L’era di Matteo Renzi e la politica in mano ai tecnici (di nuovo)
“Fare politica non è quella cosa obbrobriosa che ci hanno raccontato, ma provare a mettere nella vita di tutti i giorni entusiasmo”, di più, “dopo anni di ubriacature da soluzioni tecniche e tecnocratiche è il momento che la politica torni a fare il suo mestiere”. A parlare con questi toni era il presidente del Consiglio Matteo Renzi, qualche tempo fa, a seguito della buona affermazione politica del suo Pd alle elezioni europee. Il premier metteva in guardia da una gestione unilaterale dell’interesse politico troppo spesso affidato a soluzioni di natura tecnica (prefetti, commissari, specialisti, tecnici), propugnando invece un ritorno alla “politica fatta dai politici”.
La politica di Renzi oggi
Quello che la gestione politica del potere da parte dell’Esecutivo a guida Renzi oggi sembra invece mostrare più chiaramente, con buona pace degli intenti citati in precedenza, è un ipertrofico ritorno alle figure professionali specifiche all’interno di tutti i settori di maggiore influenza nazionale, quali la vita civica e la gestione delle funzioni economiche e finanziarie statali. Dall’Expo di Milano al Giubileo di Roma, passando per l’organizzazione delle prossime elezioni amministrative regionali e l’approvazione di articolati di legge importanti in Parlamento, sembrerebbe proprio che la politica, quella che un tempo veniva eletta a suffragio, stimolata dal cittadino, cullata da ideali di pensiero forti e marcati e garantita dalla rappresentanza dei partiti, oggi, sia diventata un pallido ricordo da cartolina.

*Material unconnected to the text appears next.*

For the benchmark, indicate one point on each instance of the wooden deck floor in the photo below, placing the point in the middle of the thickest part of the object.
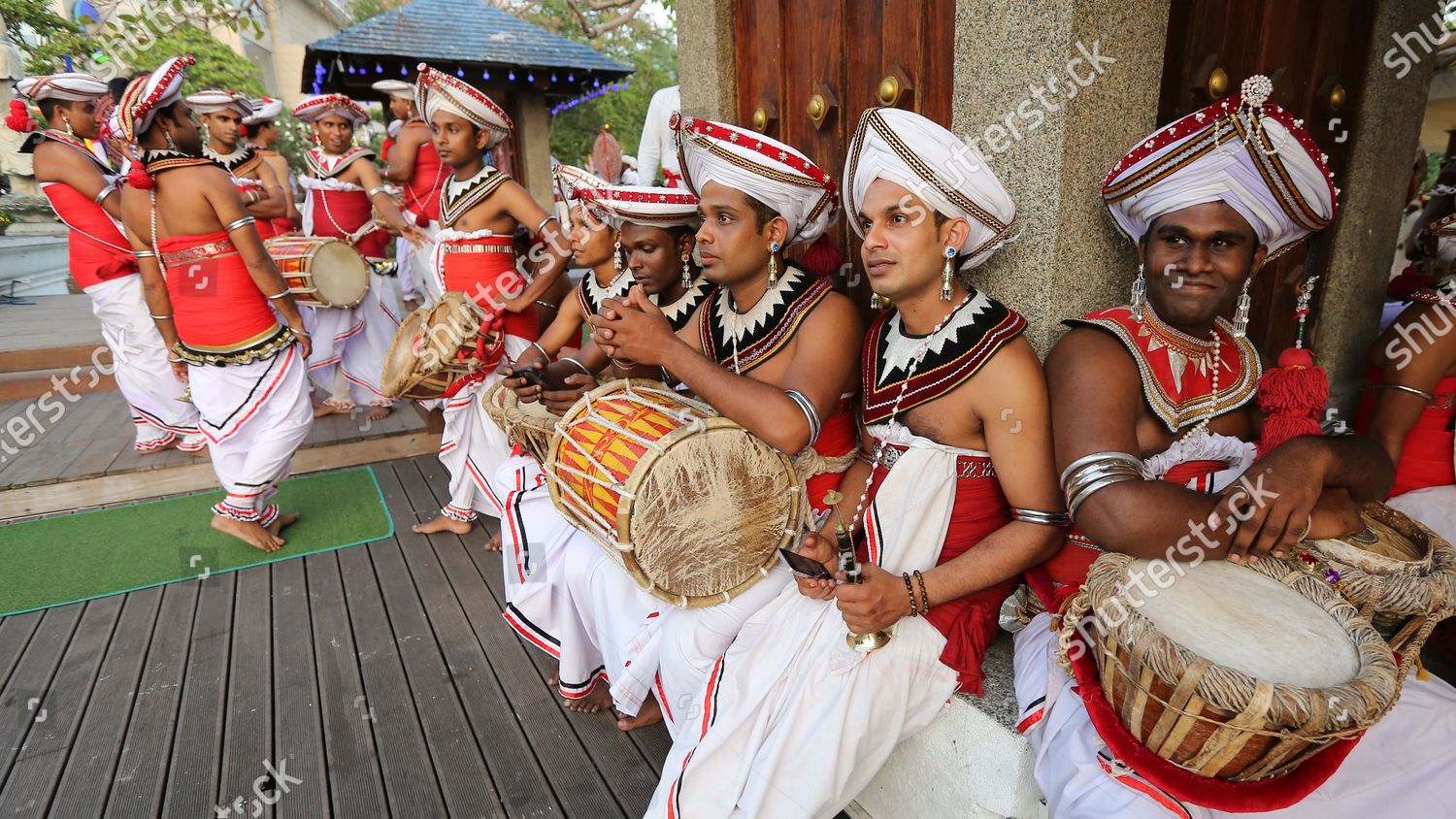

“Prefetti perfetti”, tecnici e super commissari
Dopo le travagliate vicende del Governo Monti, primo grande fautore della poetica tecnocratica al potere in nome del salvataggio economico nazionale, e la parentesi di Enrico Letta, anche l’onda riformatrice di Renzi parrebbe essersi adeguata alla ricerca infinita del tecnico migliore o del “Prefetto perfetto”: si vedano i casi del neo commissario Tronca a Roma o di Sala per la sovrintendenza di Expo a Milano, ma volendo andare un po’ più indietro nel tempo anche di Cottarelli alla revisione della pubblica spesa e di Raffaele Cantone all’Autorità Nazionale Anticorruzione (Anac). Insomma l’appartenenza alla classe politica e perché no anche ad un determinato schieramento di tradizione ideologica non sembra rendere più alcunché.
Quali scenari per il Pd?
Stretto all’angolo dalle nuove incombenze organizzative per cercare di far sorgere nuovamente dalle proprie ceneri un Pd capitolino fortemente indebolito dalle recenti bufere giudiziarie e amministrative, il segretario Renzi dovrà gioco forza tornare sulla scena dell’agone politico cercando quantomeno di limitare i danni e di proporre un modello di sviluppo e gestione della cosa pubblica commissariale, “il Dream Team per Roma” di cui Tronca è soltanto un tassello, che, su altre frequenze non paragonabili, ha comunque già funzionato a Milano. Parallelamente, un delicato passaggio parlamentare della legge di Stabilità in queste ore potrebbe segnare inevitabilmente il guado e rappresentare una buona cartina al tornasole per lo stato di salute organico del Partito di maggioranza relativa.